On 14 December, Bolivian airplanes dropped leaflets on Picuiba, which mistakenly was believed as still held by their forces. On these leaflets, were an order dictated by Toro 5 days earlier:

No consideration must be given to the fatigue of the troops since it is necessary to exert them to the utmost of their possibilities. One or two days of effort or sacrifice will not annihilate them. The enemy troops give us more than a sufficient example, in this respect, demonstrating to us that it is possible to live even months without any means. Yesterday they made a raid of nearly 40 kilometers advancing by path and on foot in order to attack Yrendagüé with the utmost audacity and energy.

== Aftermath ==
Toro accused his underlings of not respecting his orders during the withdrawal, both in his report to Bolivian command, and in his memoirs after the war.

Differently from what had happened in El Carmen, where Bolivian public opinion was not made aware of their troops' suffering due to their near-complete encirclement and surrender, in this battle many thousands managed to escape and tell tales of their and their comrades' suffering on the retreat. The real conditions in the Chaco and its deserts were made known to the wider public, deeply impacting morale on the home front.

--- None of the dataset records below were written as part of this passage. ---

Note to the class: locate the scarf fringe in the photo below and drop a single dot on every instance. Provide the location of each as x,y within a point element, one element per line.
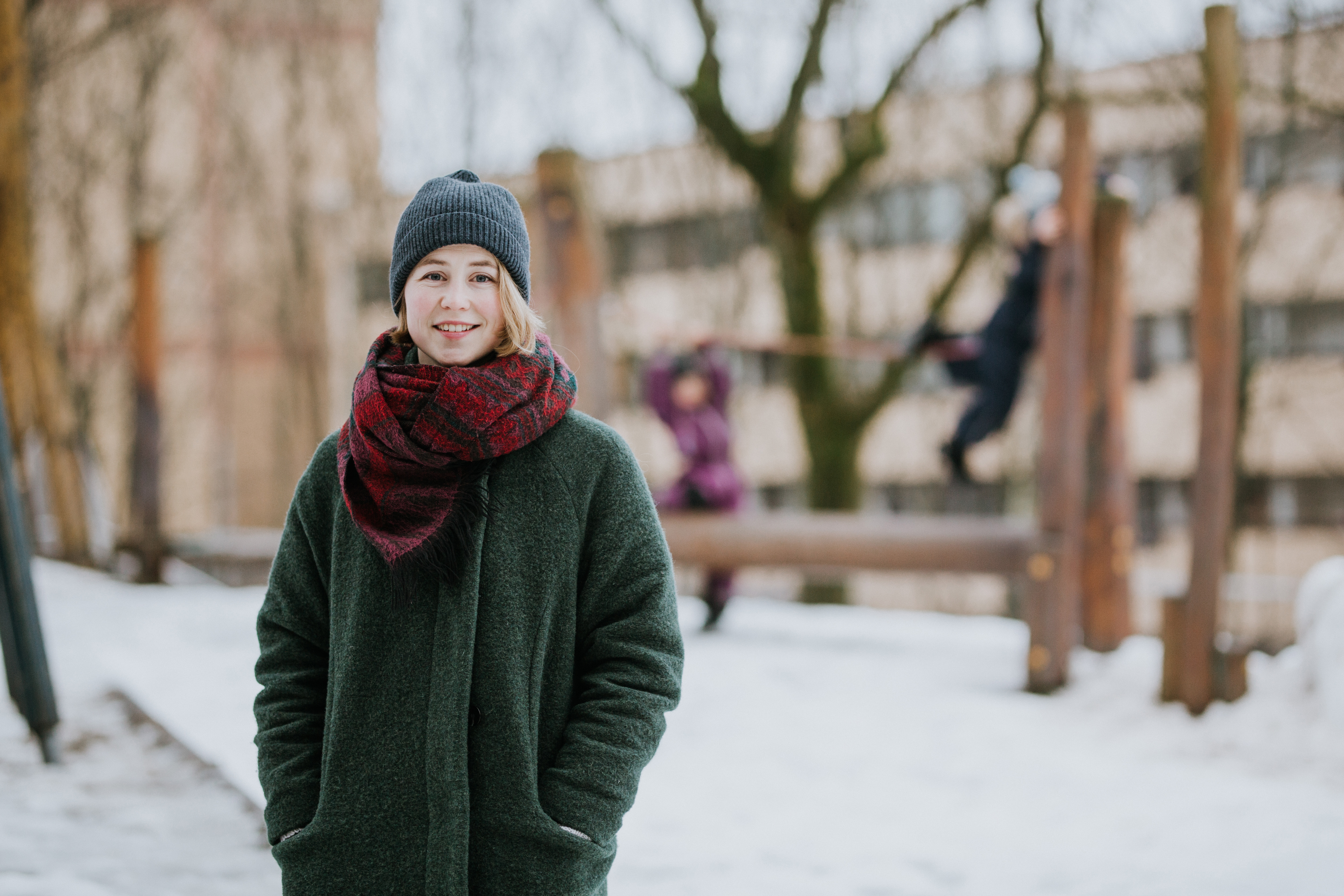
<point>444,555</point>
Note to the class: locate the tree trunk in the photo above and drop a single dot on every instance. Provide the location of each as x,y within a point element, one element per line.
<point>33,381</point>
<point>831,426</point>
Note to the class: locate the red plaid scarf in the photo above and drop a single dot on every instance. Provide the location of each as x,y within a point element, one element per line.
<point>421,437</point>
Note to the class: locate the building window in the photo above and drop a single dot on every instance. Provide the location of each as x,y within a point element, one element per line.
<point>373,283</point>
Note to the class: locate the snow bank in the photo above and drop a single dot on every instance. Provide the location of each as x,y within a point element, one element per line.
<point>1320,633</point>
<point>846,752</point>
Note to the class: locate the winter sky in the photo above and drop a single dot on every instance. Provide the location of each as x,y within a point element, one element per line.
<point>490,84</point>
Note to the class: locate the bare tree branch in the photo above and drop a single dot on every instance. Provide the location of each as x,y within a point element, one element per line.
<point>980,230</point>
<point>943,23</point>
<point>979,233</point>
<point>808,73</point>
<point>705,96</point>
<point>862,135</point>
<point>635,44</point>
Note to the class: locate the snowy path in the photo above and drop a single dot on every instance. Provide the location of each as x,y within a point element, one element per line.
<point>818,750</point>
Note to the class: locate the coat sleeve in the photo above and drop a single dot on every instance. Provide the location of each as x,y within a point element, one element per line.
<point>628,659</point>
<point>292,630</point>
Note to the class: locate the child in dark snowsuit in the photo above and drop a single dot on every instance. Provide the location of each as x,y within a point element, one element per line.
<point>691,394</point>
<point>994,360</point>
<point>997,370</point>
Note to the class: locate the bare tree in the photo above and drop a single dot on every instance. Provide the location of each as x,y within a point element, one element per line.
<point>834,413</point>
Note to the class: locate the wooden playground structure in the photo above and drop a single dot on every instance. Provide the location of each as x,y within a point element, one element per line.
<point>1076,561</point>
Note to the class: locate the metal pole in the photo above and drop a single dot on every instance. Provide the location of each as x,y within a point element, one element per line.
<point>21,630</point>
<point>1056,571</point>
<point>1109,532</point>
<point>1218,346</point>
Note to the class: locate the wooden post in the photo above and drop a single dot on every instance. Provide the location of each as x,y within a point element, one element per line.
<point>1218,348</point>
<point>573,276</point>
<point>147,534</point>
<point>1056,573</point>
<point>34,383</point>
<point>1109,532</point>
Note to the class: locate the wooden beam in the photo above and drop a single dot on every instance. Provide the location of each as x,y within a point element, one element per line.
<point>572,280</point>
<point>827,542</point>
<point>146,528</point>
<point>1054,590</point>
<point>1218,347</point>
<point>1109,531</point>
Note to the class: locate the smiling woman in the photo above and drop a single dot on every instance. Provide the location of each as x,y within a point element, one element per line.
<point>470,637</point>
<point>460,304</point>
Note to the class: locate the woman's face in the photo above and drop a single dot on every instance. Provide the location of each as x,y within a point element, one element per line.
<point>454,305</point>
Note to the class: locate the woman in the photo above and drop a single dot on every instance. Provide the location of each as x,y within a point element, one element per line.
<point>470,639</point>
<point>691,396</point>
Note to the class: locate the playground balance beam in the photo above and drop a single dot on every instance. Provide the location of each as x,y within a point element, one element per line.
<point>853,542</point>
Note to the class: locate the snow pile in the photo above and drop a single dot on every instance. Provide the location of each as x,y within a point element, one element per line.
<point>1320,632</point>
<point>818,750</point>
<point>127,815</point>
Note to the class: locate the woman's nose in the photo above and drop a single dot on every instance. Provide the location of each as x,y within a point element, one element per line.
<point>455,298</point>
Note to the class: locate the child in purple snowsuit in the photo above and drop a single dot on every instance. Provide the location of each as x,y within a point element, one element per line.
<point>690,394</point>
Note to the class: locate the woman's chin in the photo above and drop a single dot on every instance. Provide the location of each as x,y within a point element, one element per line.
<point>459,354</point>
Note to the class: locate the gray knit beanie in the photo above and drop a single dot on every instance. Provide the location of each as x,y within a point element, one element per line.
<point>460,209</point>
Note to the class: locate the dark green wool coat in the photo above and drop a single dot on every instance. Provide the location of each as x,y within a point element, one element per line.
<point>439,750</point>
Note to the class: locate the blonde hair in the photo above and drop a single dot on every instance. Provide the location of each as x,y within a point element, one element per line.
<point>521,323</point>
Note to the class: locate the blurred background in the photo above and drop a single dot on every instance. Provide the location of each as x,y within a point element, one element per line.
<point>209,193</point>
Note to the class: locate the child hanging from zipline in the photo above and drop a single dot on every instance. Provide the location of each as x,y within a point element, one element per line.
<point>994,360</point>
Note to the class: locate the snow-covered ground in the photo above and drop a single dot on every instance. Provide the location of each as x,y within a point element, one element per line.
<point>818,750</point>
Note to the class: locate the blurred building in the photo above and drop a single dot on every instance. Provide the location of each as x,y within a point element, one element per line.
<point>241,139</point>
<point>687,260</point>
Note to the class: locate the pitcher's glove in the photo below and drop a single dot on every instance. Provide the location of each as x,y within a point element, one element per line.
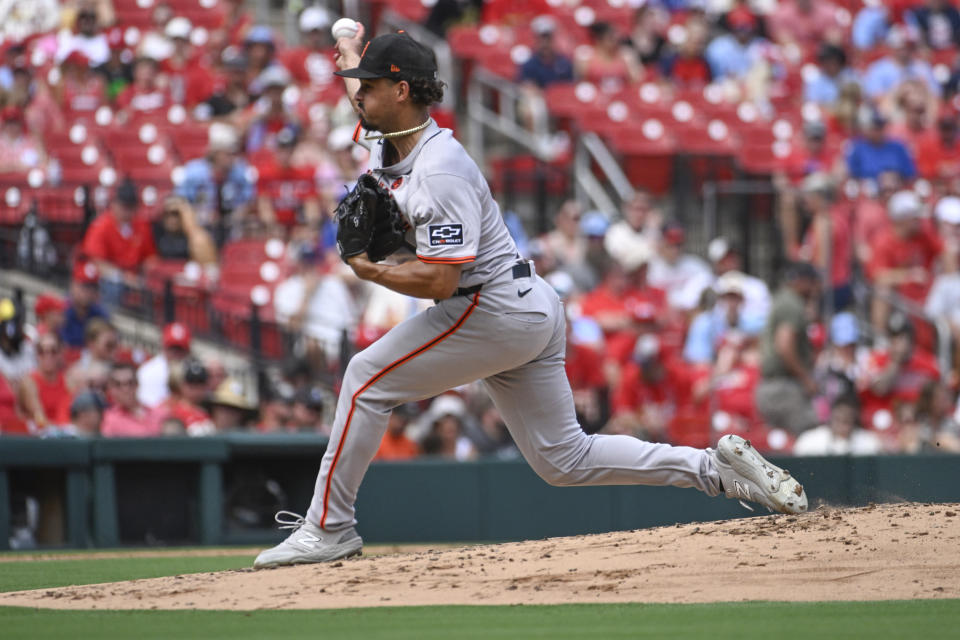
<point>368,219</point>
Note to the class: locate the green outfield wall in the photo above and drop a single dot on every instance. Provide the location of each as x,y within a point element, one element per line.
<point>224,490</point>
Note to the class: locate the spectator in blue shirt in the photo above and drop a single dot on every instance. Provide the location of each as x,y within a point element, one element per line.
<point>733,55</point>
<point>547,65</point>
<point>888,73</point>
<point>875,152</point>
<point>832,74</point>
<point>83,304</point>
<point>709,327</point>
<point>220,186</point>
<point>870,27</point>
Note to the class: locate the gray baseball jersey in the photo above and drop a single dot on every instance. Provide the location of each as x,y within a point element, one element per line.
<point>447,202</point>
<point>510,334</point>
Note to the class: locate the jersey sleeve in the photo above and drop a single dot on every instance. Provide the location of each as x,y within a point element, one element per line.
<point>448,222</point>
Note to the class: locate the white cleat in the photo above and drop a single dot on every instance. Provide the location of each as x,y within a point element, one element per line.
<point>308,544</point>
<point>746,475</point>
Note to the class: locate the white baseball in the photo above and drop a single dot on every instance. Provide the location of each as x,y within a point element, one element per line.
<point>344,28</point>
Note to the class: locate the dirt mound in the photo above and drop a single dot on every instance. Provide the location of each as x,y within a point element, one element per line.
<point>897,551</point>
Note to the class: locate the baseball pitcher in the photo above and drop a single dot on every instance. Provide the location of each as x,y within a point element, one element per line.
<point>494,320</point>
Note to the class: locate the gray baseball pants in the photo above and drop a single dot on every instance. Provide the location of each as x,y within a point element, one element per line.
<point>516,345</point>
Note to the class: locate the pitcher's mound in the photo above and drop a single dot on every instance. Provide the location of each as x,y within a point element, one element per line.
<point>885,552</point>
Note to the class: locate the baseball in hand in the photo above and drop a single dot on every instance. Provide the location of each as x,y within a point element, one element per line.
<point>344,28</point>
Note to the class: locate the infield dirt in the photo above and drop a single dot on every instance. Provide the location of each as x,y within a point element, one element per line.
<point>882,552</point>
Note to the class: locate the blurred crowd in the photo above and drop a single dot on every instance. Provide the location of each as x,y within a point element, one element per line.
<point>663,343</point>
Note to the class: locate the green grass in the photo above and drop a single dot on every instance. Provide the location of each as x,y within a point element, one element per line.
<point>929,619</point>
<point>37,574</point>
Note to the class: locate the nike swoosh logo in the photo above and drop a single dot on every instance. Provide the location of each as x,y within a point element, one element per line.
<point>742,491</point>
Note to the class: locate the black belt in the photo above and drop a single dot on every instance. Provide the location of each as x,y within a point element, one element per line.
<point>521,270</point>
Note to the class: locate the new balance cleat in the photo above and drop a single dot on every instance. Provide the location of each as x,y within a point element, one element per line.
<point>308,544</point>
<point>746,475</point>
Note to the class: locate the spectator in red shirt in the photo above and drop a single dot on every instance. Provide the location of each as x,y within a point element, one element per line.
<point>19,150</point>
<point>584,366</point>
<point>50,313</point>
<point>395,444</point>
<point>120,243</point>
<point>894,375</point>
<point>688,66</point>
<point>189,78</point>
<point>287,194</point>
<point>145,94</point>
<point>189,387</point>
<point>615,303</point>
<point>79,91</point>
<point>904,256</point>
<point>48,377</point>
<point>651,390</point>
<point>100,350</point>
<point>914,124</point>
<point>938,153</point>
<point>870,216</point>
<point>126,417</point>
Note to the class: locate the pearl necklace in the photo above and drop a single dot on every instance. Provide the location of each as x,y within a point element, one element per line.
<point>397,134</point>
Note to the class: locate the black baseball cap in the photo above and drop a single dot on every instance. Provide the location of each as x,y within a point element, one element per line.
<point>396,56</point>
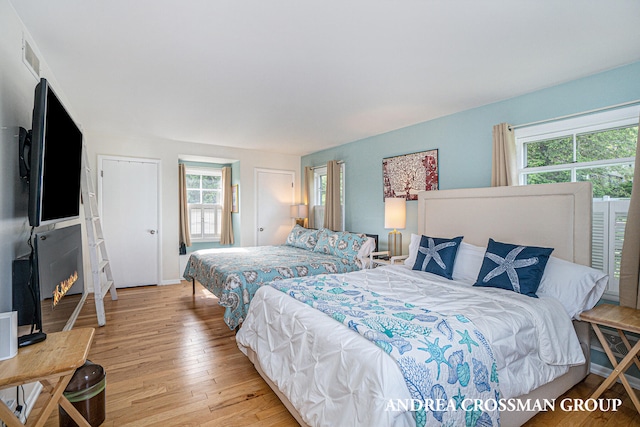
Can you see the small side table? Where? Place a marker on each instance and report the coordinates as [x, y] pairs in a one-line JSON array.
[[59, 355], [385, 259], [623, 319]]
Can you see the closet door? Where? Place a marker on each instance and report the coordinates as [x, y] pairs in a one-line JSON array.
[[274, 197], [128, 201]]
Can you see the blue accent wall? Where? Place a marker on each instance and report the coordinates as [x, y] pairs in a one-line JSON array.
[[464, 141]]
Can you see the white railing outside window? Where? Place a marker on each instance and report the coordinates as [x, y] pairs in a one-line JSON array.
[[599, 148]]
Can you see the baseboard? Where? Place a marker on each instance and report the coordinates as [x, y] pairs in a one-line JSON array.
[[605, 372], [31, 397]]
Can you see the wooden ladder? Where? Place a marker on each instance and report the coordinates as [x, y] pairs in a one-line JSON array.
[[100, 267]]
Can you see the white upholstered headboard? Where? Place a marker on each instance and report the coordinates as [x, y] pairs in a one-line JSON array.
[[549, 215]]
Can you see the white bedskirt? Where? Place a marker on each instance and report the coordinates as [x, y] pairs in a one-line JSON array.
[[331, 374]]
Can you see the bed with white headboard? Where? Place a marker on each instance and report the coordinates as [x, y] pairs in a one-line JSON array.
[[305, 363]]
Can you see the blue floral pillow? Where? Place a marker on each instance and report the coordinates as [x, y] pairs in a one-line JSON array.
[[342, 244], [303, 238], [513, 267], [437, 256]]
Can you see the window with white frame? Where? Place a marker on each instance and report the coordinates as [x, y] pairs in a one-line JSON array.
[[204, 200], [599, 148], [319, 196]]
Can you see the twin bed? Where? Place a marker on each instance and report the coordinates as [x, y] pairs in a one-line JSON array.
[[235, 274], [395, 346]]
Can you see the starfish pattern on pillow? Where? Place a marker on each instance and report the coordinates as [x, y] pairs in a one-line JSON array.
[[432, 252], [509, 264]]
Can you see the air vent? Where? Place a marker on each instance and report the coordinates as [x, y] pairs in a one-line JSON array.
[[30, 59]]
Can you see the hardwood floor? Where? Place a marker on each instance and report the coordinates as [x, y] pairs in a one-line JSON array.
[[171, 361]]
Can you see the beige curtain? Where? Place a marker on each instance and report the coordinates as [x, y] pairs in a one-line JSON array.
[[308, 194], [333, 210], [226, 233], [630, 262], [503, 167], [183, 216]]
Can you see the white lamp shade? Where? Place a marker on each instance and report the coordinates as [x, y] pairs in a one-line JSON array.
[[395, 212], [299, 211]]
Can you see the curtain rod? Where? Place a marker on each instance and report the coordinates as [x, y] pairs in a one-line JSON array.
[[584, 113], [324, 166]]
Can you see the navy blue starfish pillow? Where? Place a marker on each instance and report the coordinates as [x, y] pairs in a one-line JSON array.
[[513, 267], [437, 255]]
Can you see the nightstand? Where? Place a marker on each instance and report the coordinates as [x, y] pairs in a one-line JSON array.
[[382, 258], [623, 319]]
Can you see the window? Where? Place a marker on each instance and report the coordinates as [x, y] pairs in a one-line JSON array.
[[320, 194], [599, 148], [204, 199]]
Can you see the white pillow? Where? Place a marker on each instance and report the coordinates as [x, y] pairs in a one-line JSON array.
[[468, 263], [576, 286], [468, 259], [414, 245], [367, 247]]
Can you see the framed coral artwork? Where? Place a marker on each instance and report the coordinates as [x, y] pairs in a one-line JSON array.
[[404, 176]]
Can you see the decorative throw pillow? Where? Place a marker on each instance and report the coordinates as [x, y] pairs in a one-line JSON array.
[[437, 256], [303, 238], [342, 244], [326, 239], [513, 267]]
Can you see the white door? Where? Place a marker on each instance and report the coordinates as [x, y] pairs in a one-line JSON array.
[[129, 211], [274, 197]]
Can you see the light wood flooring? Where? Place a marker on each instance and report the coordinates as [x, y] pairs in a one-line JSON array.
[[172, 361]]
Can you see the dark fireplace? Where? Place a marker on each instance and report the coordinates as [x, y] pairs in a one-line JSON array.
[[59, 263], [57, 279]]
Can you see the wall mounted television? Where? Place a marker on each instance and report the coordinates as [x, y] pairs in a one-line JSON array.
[[54, 160]]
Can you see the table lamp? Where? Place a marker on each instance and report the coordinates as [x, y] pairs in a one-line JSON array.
[[300, 213], [395, 216]]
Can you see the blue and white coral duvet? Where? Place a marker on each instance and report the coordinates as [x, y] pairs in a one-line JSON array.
[[333, 375]]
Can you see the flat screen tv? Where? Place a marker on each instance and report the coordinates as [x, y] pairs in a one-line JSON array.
[[55, 160]]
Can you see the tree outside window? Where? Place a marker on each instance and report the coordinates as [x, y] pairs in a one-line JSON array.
[[599, 148]]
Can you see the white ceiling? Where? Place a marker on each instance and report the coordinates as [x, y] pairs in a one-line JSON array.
[[299, 76]]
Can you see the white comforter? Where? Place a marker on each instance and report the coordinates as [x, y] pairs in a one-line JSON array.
[[332, 374]]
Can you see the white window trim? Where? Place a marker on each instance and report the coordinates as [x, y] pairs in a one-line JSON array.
[[621, 117], [617, 118], [213, 171], [322, 170]]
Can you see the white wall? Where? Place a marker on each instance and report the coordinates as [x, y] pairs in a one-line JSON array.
[[168, 152], [17, 85]]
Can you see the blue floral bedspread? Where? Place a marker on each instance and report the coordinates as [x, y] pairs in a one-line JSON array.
[[446, 362], [235, 274]]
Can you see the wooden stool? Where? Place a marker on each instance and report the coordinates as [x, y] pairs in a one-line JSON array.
[[623, 319], [59, 355]]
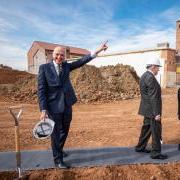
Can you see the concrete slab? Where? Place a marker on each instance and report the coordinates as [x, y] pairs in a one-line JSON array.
[[85, 157]]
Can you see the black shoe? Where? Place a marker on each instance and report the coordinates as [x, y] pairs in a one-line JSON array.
[[62, 165], [143, 150], [160, 156], [65, 154]]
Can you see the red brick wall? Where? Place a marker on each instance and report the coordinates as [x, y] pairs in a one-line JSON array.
[[178, 36]]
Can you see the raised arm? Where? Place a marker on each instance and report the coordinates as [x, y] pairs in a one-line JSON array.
[[84, 60]]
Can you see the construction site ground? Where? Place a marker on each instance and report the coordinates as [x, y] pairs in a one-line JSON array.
[[95, 125]]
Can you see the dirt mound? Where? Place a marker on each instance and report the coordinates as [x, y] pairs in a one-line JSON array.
[[91, 84]]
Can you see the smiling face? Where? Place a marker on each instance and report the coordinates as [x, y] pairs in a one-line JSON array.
[[59, 54], [155, 69]]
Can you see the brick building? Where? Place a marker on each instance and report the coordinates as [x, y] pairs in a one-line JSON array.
[[169, 76]]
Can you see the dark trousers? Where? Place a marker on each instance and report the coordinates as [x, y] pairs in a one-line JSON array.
[[154, 128], [60, 132]]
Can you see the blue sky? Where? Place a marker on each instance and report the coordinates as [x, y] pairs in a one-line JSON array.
[[127, 24]]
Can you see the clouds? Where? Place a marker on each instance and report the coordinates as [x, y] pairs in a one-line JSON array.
[[84, 24]]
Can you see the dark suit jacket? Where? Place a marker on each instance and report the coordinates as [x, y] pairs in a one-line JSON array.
[[51, 86], [151, 103], [178, 103]]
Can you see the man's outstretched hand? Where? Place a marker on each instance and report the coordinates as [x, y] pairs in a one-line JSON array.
[[103, 47]]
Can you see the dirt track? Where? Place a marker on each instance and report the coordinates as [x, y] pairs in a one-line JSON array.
[[111, 124]]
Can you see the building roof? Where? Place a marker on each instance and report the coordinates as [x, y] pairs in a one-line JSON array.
[[51, 46]]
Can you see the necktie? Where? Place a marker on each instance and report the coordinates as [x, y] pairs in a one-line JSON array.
[[59, 69]]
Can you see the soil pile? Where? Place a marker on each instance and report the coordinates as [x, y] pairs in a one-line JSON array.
[[91, 84], [104, 84]]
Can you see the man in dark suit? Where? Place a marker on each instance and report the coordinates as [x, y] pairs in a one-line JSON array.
[[151, 109], [56, 96]]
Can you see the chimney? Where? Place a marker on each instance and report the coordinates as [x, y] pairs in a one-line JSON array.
[[178, 36]]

Yrendagüé meant that there were no more challenges to Paraguayan superiority in the Chaco itself; after the Cavalry Corps' withdrawal, Bolivia would hold little land in it besides some jungle in its very north. As peace talks continued at a slow pace, however, Paraguayan forces would keep advancing and trying to secure a foothold in the Andes, and maybe capture some of the Bolivian oil wells in them. Santa Cruz de la Sierra, rebellious as ever against La Paz, provided another, if more remote, target for the next Paraguayan advances. Over the following months, Bolivia would rebuild its army for the third time, however, after a general mobilization. Paraguay had long ago run out of manpower.